Cinco minutos antes del accidente
6:00 AM. Arrancamos, mi mujer con el cinturón de seguridad bien ajustado la noche anterior, a la medida de su hermana (una talla menos) y, en sus brazos, nuestro hijo con dos años. En la parte posterior, otra cuñada, una amiga, nuestra hija de cinco años y su primito de la misma edad.
Los “minutos catastróficos” habían empezado a correr y, el R-8 TS, con los cuatro faros encendidos, a volar bajo. A la salida de aquel pueblo se extendían unas rectas que coronaban sobre el puente de un ferrocarril fantasma, con vías y estaciones por las que nunca llegó a circular ningún tren.
Desde lo alto del puente, la estrecha carretera descendía hacia una curva a izquierdas que a mí me pareció perfectamente negociable a la velocidad que llevaba. Mi error, no contaba con el arreglo que habían realizado en ella, extendiendo una capa de grava fina y poco asfalto en pleno radio. La falta de adherencia y las leyes físicas modificaron la direccionalidad de la trayectoria y…
6:05 AM. Recuerdo fugazmente el sobresalto de unos metros interminables por la cuneta, un montón de grava prensada contra el que íbamos a estrellarnos, el fuerte impacto y el tirabuzón mortal en el vacío, rozando alguna encina, para quedar panza arriba, sujetos los de delante colgados de los cinturones, los faros encendidos, la cara embotada por el golpe, pero la mente despierta haciendo la temida pregunta: ¿estáis bien?…

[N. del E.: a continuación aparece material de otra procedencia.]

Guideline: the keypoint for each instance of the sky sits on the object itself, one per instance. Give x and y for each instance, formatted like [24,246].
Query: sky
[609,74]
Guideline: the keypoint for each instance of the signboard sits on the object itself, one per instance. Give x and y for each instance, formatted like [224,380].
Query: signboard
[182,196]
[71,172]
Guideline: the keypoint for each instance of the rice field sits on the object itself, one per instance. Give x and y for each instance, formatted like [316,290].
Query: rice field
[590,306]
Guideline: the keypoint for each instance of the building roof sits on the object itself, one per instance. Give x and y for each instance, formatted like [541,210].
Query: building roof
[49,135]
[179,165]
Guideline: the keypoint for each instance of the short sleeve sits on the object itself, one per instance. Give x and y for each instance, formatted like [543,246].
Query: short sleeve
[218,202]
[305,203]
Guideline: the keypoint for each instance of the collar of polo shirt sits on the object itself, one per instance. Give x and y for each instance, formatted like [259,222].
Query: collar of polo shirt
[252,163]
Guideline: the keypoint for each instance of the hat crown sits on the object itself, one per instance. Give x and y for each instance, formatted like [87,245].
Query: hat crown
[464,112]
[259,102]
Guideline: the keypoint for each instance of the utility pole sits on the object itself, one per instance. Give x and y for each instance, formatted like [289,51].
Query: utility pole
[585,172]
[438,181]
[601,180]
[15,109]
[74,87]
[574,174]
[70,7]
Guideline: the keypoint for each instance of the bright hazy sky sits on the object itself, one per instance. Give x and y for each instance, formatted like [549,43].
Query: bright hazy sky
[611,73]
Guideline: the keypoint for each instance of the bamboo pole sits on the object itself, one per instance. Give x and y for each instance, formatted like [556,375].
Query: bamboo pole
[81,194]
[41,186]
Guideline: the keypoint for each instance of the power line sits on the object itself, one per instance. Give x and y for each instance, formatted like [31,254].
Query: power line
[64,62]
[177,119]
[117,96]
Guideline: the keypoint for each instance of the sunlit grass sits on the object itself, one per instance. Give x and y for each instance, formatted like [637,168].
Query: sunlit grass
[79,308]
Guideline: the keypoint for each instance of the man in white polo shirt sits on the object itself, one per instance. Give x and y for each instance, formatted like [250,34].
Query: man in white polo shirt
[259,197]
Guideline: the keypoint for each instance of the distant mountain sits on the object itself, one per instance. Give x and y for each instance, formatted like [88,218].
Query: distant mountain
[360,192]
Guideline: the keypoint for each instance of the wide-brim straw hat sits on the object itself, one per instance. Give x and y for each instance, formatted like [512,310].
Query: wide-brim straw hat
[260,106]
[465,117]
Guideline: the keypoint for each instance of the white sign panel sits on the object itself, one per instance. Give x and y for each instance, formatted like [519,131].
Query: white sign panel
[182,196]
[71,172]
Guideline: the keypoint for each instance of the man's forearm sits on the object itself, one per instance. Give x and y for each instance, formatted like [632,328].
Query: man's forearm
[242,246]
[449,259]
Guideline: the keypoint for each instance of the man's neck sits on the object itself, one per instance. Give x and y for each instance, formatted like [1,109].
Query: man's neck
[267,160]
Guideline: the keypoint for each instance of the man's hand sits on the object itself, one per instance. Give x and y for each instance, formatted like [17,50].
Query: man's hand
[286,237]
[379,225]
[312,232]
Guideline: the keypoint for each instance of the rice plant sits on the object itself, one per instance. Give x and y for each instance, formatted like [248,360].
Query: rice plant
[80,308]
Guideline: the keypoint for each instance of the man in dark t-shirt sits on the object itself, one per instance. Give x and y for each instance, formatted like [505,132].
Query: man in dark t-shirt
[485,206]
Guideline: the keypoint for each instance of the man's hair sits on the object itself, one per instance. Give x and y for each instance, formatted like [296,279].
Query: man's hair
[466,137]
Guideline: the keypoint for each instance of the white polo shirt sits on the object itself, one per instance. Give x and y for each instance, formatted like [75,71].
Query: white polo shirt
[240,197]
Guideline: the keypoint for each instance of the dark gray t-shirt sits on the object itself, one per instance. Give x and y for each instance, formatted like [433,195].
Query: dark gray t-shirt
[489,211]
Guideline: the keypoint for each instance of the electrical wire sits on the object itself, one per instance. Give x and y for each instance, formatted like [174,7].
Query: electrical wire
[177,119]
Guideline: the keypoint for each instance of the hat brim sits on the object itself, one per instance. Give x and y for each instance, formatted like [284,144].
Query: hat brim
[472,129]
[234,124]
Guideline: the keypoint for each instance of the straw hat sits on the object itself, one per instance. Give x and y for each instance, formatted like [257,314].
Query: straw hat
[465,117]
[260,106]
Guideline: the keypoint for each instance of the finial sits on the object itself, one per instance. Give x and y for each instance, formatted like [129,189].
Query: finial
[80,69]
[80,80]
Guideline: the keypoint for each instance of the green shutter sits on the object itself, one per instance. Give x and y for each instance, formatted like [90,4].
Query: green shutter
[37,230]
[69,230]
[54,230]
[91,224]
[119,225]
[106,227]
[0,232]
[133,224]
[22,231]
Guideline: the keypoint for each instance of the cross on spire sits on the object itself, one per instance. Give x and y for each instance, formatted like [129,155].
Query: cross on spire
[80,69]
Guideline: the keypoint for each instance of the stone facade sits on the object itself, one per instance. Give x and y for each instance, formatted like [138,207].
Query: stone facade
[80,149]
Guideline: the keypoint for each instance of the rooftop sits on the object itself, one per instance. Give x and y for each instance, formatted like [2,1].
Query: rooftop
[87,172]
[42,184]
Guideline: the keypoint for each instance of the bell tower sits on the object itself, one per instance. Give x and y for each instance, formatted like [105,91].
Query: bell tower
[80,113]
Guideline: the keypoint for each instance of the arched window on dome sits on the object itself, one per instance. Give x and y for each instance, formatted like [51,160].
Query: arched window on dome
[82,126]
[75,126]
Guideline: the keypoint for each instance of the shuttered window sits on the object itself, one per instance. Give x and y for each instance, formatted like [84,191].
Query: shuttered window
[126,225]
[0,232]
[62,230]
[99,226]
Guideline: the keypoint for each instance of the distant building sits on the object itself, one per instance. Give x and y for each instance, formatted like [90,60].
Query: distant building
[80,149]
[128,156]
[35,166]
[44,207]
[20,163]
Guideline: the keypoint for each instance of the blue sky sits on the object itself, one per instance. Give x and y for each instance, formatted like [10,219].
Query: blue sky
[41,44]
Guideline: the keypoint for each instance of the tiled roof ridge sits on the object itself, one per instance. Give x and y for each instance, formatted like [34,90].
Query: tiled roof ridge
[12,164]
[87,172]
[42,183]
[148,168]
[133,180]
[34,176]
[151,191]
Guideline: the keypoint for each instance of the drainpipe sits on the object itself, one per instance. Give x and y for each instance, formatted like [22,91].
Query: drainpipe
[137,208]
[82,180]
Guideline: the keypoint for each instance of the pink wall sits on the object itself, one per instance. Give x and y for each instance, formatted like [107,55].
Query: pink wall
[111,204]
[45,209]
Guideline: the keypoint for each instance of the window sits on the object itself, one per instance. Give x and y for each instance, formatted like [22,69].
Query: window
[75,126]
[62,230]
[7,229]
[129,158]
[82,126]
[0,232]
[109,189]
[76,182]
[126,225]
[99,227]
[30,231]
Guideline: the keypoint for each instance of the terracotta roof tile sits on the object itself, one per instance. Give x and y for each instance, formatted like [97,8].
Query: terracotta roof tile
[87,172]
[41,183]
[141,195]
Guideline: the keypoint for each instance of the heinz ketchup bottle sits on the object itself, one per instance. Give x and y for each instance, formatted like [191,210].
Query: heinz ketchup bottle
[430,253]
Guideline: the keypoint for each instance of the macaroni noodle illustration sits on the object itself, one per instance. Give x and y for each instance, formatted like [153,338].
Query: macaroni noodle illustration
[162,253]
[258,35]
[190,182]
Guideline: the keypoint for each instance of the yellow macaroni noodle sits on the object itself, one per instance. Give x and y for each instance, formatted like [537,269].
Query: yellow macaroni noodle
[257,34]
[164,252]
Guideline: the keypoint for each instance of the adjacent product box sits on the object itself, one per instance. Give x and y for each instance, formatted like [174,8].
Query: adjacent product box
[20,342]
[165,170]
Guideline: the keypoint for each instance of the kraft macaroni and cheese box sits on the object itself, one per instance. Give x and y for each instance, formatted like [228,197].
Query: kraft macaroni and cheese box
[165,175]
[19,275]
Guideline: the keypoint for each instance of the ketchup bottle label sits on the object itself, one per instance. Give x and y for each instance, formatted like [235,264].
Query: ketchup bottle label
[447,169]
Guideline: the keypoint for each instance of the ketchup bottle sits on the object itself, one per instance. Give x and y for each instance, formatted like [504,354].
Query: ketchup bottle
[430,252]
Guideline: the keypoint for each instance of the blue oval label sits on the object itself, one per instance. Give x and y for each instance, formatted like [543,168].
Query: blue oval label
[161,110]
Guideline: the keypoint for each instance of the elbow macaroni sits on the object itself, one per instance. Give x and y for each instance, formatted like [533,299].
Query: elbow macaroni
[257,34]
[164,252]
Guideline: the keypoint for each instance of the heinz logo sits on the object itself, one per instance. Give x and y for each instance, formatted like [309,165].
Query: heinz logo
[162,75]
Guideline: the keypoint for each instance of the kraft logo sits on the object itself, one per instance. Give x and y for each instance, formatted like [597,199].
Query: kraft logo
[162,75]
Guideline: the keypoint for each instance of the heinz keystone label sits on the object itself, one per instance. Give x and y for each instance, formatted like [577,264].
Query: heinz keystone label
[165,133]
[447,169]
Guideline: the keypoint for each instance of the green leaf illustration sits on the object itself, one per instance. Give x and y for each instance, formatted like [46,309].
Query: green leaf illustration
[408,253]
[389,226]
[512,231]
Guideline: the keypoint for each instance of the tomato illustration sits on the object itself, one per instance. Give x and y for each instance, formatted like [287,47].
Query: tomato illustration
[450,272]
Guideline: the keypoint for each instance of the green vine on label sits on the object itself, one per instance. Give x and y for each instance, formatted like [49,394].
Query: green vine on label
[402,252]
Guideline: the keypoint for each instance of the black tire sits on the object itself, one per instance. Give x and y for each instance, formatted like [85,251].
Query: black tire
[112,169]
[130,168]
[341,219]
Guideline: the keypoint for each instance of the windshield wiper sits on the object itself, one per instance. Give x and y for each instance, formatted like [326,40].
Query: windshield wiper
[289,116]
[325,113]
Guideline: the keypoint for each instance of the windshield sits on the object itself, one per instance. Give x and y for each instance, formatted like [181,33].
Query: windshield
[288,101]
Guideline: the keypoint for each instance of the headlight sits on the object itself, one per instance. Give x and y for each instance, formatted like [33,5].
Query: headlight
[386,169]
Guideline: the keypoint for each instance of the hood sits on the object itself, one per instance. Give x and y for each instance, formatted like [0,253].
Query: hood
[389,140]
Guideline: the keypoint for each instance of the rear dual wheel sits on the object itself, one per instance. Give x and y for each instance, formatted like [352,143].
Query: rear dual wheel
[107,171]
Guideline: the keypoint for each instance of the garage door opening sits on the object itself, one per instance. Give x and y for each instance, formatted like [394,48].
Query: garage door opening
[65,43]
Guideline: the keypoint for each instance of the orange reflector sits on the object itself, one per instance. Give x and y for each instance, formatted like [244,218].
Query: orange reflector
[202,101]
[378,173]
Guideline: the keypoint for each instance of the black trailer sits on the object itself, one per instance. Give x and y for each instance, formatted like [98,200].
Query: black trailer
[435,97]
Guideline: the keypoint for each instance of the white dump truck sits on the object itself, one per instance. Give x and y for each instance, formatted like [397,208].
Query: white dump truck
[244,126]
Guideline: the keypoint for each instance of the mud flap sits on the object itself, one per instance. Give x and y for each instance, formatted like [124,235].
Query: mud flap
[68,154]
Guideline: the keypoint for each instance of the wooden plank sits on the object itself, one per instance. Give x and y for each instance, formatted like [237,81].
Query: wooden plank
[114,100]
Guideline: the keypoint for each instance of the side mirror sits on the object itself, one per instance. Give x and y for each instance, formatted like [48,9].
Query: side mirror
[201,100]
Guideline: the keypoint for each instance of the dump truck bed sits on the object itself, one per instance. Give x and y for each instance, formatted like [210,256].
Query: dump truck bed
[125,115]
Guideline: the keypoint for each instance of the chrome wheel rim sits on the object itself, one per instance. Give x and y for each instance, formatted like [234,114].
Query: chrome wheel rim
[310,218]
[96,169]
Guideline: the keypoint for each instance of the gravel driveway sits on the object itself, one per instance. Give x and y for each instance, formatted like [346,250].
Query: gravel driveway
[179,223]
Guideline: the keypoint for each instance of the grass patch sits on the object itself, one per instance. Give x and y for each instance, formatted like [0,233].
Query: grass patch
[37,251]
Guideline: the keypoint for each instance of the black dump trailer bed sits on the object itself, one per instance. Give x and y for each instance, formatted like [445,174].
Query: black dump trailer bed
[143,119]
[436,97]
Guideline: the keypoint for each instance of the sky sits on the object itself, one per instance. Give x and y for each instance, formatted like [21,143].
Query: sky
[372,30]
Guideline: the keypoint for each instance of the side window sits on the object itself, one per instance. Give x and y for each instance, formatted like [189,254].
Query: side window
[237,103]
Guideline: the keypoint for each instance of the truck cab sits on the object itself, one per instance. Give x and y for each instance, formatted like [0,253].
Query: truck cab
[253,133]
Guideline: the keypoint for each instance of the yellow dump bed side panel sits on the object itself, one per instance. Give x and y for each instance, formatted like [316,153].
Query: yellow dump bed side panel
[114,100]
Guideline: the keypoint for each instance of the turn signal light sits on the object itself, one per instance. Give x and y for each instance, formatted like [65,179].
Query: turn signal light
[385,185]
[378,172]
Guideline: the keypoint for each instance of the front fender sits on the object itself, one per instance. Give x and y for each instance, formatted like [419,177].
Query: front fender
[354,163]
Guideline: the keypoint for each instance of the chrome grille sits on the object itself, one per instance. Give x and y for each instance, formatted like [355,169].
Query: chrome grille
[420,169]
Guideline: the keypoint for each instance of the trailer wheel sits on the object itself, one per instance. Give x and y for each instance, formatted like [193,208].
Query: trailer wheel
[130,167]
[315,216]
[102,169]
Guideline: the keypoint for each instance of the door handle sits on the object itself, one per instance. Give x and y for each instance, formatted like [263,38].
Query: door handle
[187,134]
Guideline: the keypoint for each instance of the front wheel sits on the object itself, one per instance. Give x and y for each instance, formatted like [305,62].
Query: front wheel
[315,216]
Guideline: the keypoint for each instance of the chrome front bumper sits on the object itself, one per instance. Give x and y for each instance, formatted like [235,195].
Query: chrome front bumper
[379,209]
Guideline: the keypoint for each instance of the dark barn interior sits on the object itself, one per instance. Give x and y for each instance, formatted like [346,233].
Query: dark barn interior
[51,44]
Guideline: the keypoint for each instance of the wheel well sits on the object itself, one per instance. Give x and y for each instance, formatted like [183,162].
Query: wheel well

En plena oscuridad, una mujer descalza corriendo por el barbecho hacia una casa de aquella estación habitada por los fantasmas y el silencio. Vuelta a la carretera pidiendo auxilio y un camión Pegaso que hace de ambulancia, de regreso al punto de partida.
Después, la evaluación de daños, casi milagrosa: mi mujer un leve corte en una rodilla, el niño en sus brazos, con otro pequeñísimo corte en la parte inferior del dedo gordo de su pie derecho. En la parte trasera, mi cuñada, su hijo y mi hija sanos y salvos. Su amiga, con la clavícula y la amistad dislocada. El Renault 8 TS amarillo, retorcido como una babucha árabe, un siniestro total para tirar. Y… la garrafa de vidrio, intacta, afortunadamente en el desván de mi suegra.
Lo mío fue algo más serio, rotura de senos frontales, huesos propios y mandíbula fracturados, rostro tumefacto, que asustaba a quienes lo vieron, la huella oscura del cinturón de seguridad marcada casi a fuego en el pecho y, el traslado a Madrid en ambulancia, con susto incluido, por riesgo de colisión durante el trayecto al Hospital Virgen de la Paloma. Pronóstico muy grave. Las manos milagrosas del Dr. Vilar Sancho reparando el resultado de los “segundos catastróficos” hicieron el resto.
Cuando vives una situación traumática como aquella, tienes dos opciones: la de no volver a conducir por el miedo, o la otra. Cuatro décadas después, mi opción está muy clara. Yo elegí “mucha carretera por delante”.
NOTA: Viendo las fotos del R-8 TS siniestrado, todavía me cuesta creer que saliéramos todos vivos de aquel trágico suceso. Si hubiera accedido a llevar aquella garrafa de vidrio en el interior del coche, es muy posible que las consecuencias hubieran sido mucho más dramáticas. Fue el regalo de no aceptar el “regalo”. Uno nunca sabe dónde puede darse de bruces con la desgracia, así que, en el coche, no dejes nunca nada al azar.